The first series of the British children's television series The Story of Tracy Beaker began broadcasting on 8 January 2002 on CBBC on BBC One and ended on 4 April 2002. The series follows the lives of the children living in the fictional children's care home of Stowey House, nicknamed by them "The Dumping Ground". It consists of twenty-six, fifteen-minute episodes. It is the first series in The Story of Tracy Beaker franchise.

Cast

Dani Harmer plays the title character, Tracy Beaker, while Montanna Thompson plays her arch-enemy Justine Littlewood. Justine's best friend, Louise Govern, is played by Chelsie Padley and a young boy that looks up to Tracy, Peter Ingham, is played by Joe Starrs. The eldest resident, Adele Azupadi, is played by Rochelle Gadd and the youngest resident, Maxy, is played by Jerome Holder. Sonny Muslim and Jay Haher play brothers Ryan and Zac Patterson. Nisha Nayar plays the residents' social worker, Elaine Boyak - nicknamed 'Elaine the Pain' by the children - and Clive Rowe plays Stowey House's chef, Norman 'Duke' Ellington.
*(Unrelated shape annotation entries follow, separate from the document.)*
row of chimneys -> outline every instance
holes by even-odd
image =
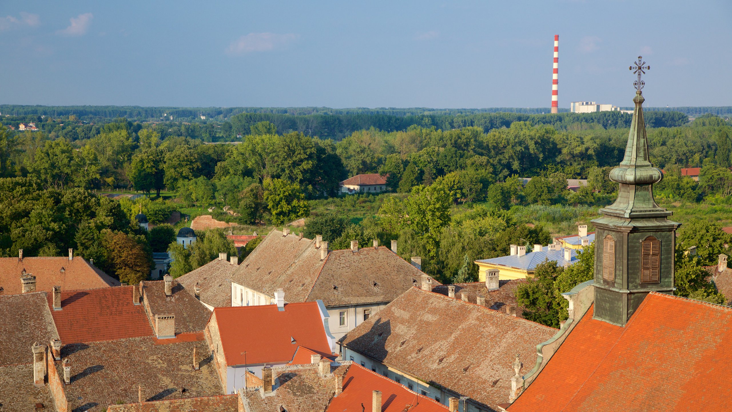
[[[18,249],[18,260],[23,260],[23,249]],[[69,248],[69,260],[74,260],[74,249]]]

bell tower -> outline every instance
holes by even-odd
[[[640,56],[630,67],[638,81],[625,155],[610,172],[620,185],[618,199],[594,219],[594,318],[624,325],[649,292],[673,294],[676,230],[671,212],[656,204],[653,184],[661,171],[649,158],[640,75],[650,68]]]

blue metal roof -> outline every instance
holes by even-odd
[[[569,249],[571,256],[571,260],[569,262],[569,265],[574,265],[579,260],[577,257],[578,251],[575,249]],[[567,263],[567,262],[564,260],[564,248],[560,250],[530,251],[523,256],[518,256],[518,254],[514,254],[512,256],[501,256],[501,257],[494,257],[493,259],[484,259],[482,260],[478,260],[477,262],[492,263],[493,265],[501,265],[502,266],[515,268],[517,269],[523,269],[524,271],[533,271],[537,265],[542,263],[545,260],[549,260],[550,262],[554,260],[556,262],[557,265],[560,266],[564,266]]]

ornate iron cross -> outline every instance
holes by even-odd
[[[643,57],[638,56],[638,61],[634,62],[633,62],[634,65],[632,65],[630,67],[628,67],[629,70],[635,70],[633,72],[633,74],[638,75],[638,79],[633,82],[633,86],[635,87],[635,89],[638,90],[638,92],[640,92],[640,89],[643,89],[643,87],[646,85],[646,82],[640,80],[640,75],[646,74],[645,70],[651,69],[650,65],[644,66],[643,65],[645,64],[646,62],[643,61]]]

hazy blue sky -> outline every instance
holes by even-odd
[[[0,103],[732,105],[732,2],[33,1],[0,7]]]

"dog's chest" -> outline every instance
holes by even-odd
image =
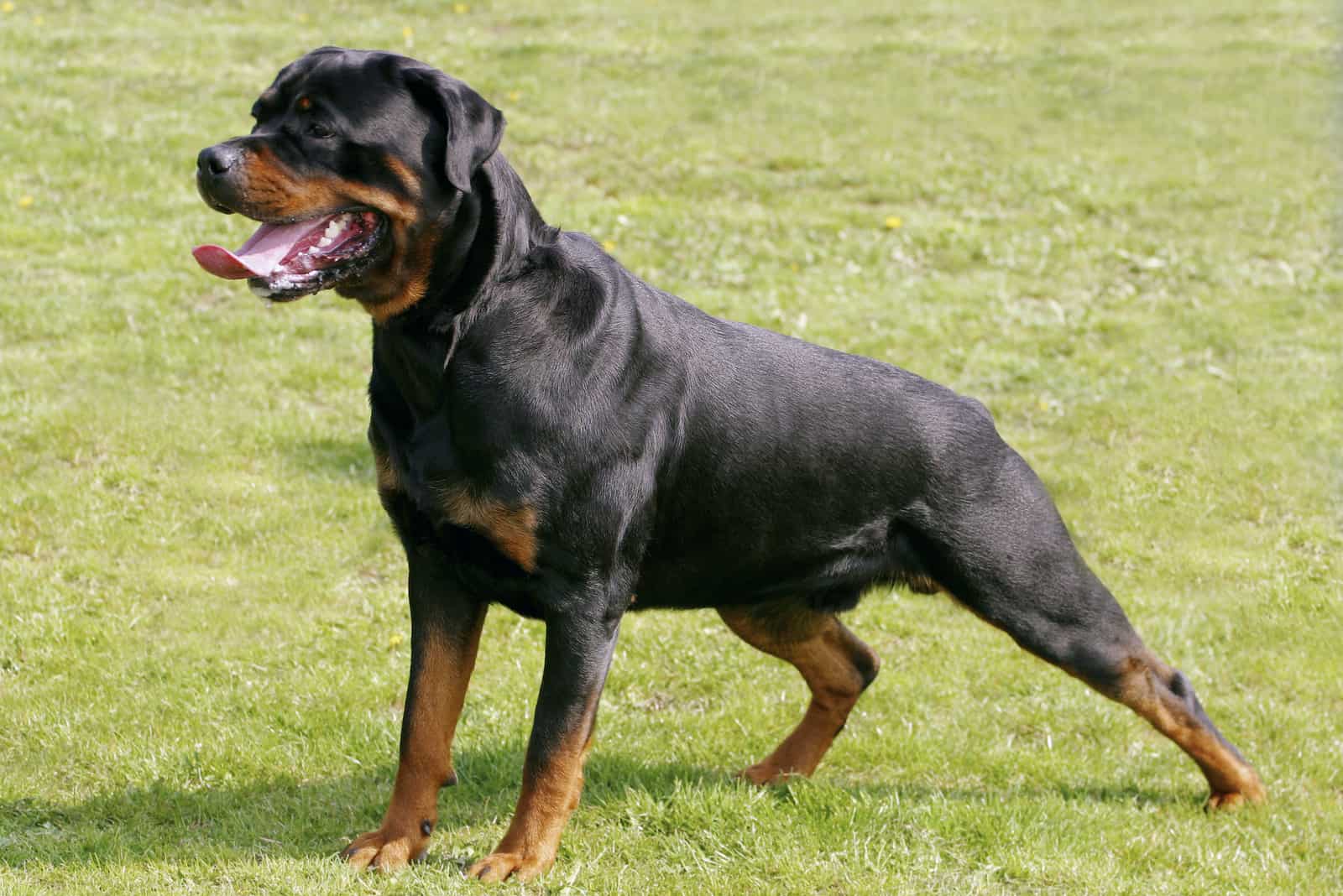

Sharlene Whyte and Connor Byrne play careworkers, Jenny Edwards and Mike Milligan, with Jenny being head care worker. Lisa Coleman plays Tracy's potential foster parent, Cam Lawson and Luke Youngblood plays Tracy's friend, Ben Batambuze, whom she befriends in the series premiere.

Main

Recurring

Guest

Episodes

Production
Cas Lester was the executive producer and Jane Dauncey was the producer for this series, and the filming took place in late 2001. Susan Tully and David Skynner directed an equal thirteen episodes each. Elly Brewer wrote nine episodes, Mary Morris wrote five episodes and Laura Summers wrote four episodes. Andy Walker and Arnold Evans wrote two episodes each and Carol Russell, Roger Griffiths, Othniel Smith and Graham Alborough all wrote one episode each. Brewer continued to write for Tracy Beaker franchise for another nine series, until the second series of The Dumping Ground, which is the second spin-off of The Story of Tracy Beaker.

Awards and nominations

Ratings

Schools repeats
In spring 2003, four episodes of Series 1 were repeated as part of BBC Two's weekday morning strand on educational programmes for schools. No episodes of subsequent series were shown in this block.